The new hybrid BMW 760e has beauty beneath the surface

BMW M760e rear

The idea here is that those not yet ready to go full EV should still have the chance to buy a flagship BMW that will waft around on electrons most of the time and cost very little to tax. I thought its all-electric brother the i7 was the best large EV I’ve driven, better by a distance than its Mercedes EQS rival, but, as a plug in, I think Benz’s rival S 580 e poses a far tougher challenge.

For a start the Merc really will do almost 70 miles before the petrol motor fires up – in the BMW that figure is nearer 45 miles; also BMW seems to have firmed up the M760e, perhaps to justify that M badge, degrading the i7’s superlative ride just a touch. If it’s any better to handle in the corners I neither noticed nor particularly cared: whatever the badge says, it’s just not that kind of car.

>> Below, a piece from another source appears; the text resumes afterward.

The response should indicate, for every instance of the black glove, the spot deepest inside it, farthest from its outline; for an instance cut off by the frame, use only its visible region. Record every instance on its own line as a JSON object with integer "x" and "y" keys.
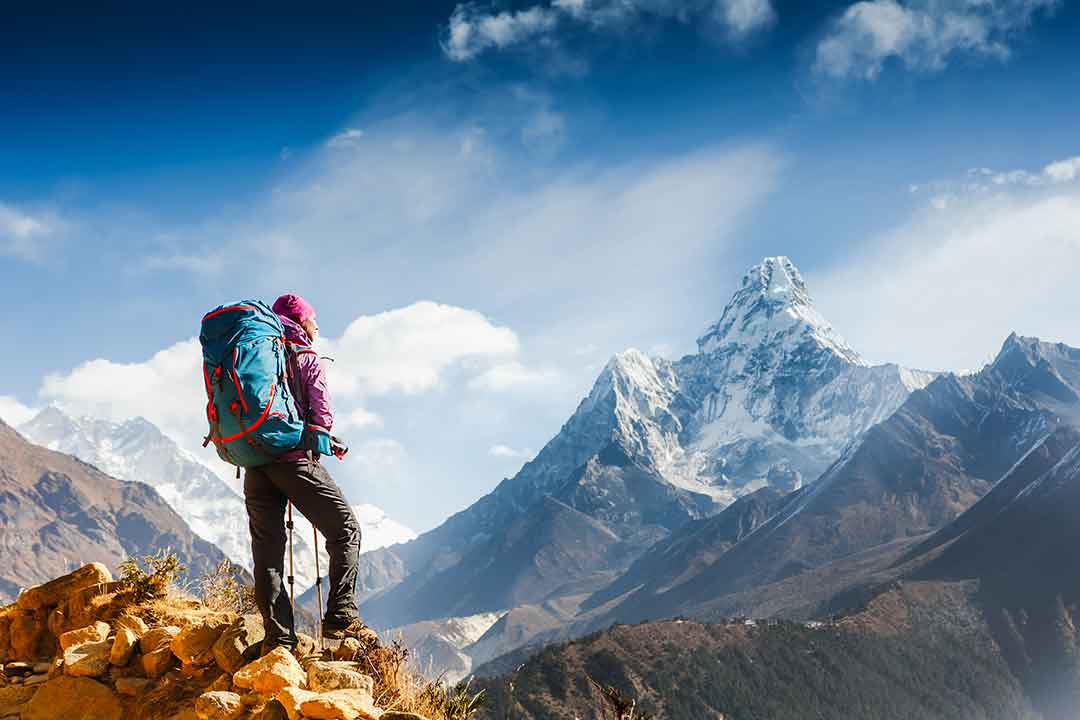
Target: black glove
{"x": 338, "y": 447}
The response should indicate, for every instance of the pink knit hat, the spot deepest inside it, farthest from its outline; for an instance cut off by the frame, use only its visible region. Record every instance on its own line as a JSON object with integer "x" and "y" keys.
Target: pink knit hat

None of which is to dismiss it. Behind those dreadful looks still lies far and away the most convincing generation of 7 Series BMW since the very first, which was still around when I got into this game in the late 1980s. You can spend hours – literally – configuring the interior to your smallest requirements, but when stripped back to what actually matters, it reveals itself to be an eerily quiet, spacious, well-appointed and still fabulously comfortable car. The interaction between its electric and petrol motors is superb too. But if forced to make a decision, I’d still have an i7. AF

BMW M760e

  • Price £119,305
  • Engine 3.0 litres, six cylinders, petrol, turbocharged, hybrid drive
  • Power 563bhp
  • Torque 590lb ft
  • Weight 2525kg
  • Power to weight 223bhp per tonne
  • Transmission eight-speed automatic, four-wheel drive
  • 0-60mph 4.3sec
  • Top speed 155mph
  • Economy 257mpg (WLTP)
  • CO2 25g/km (WLTP)
  • Verdict Sub i7 but a firm offering.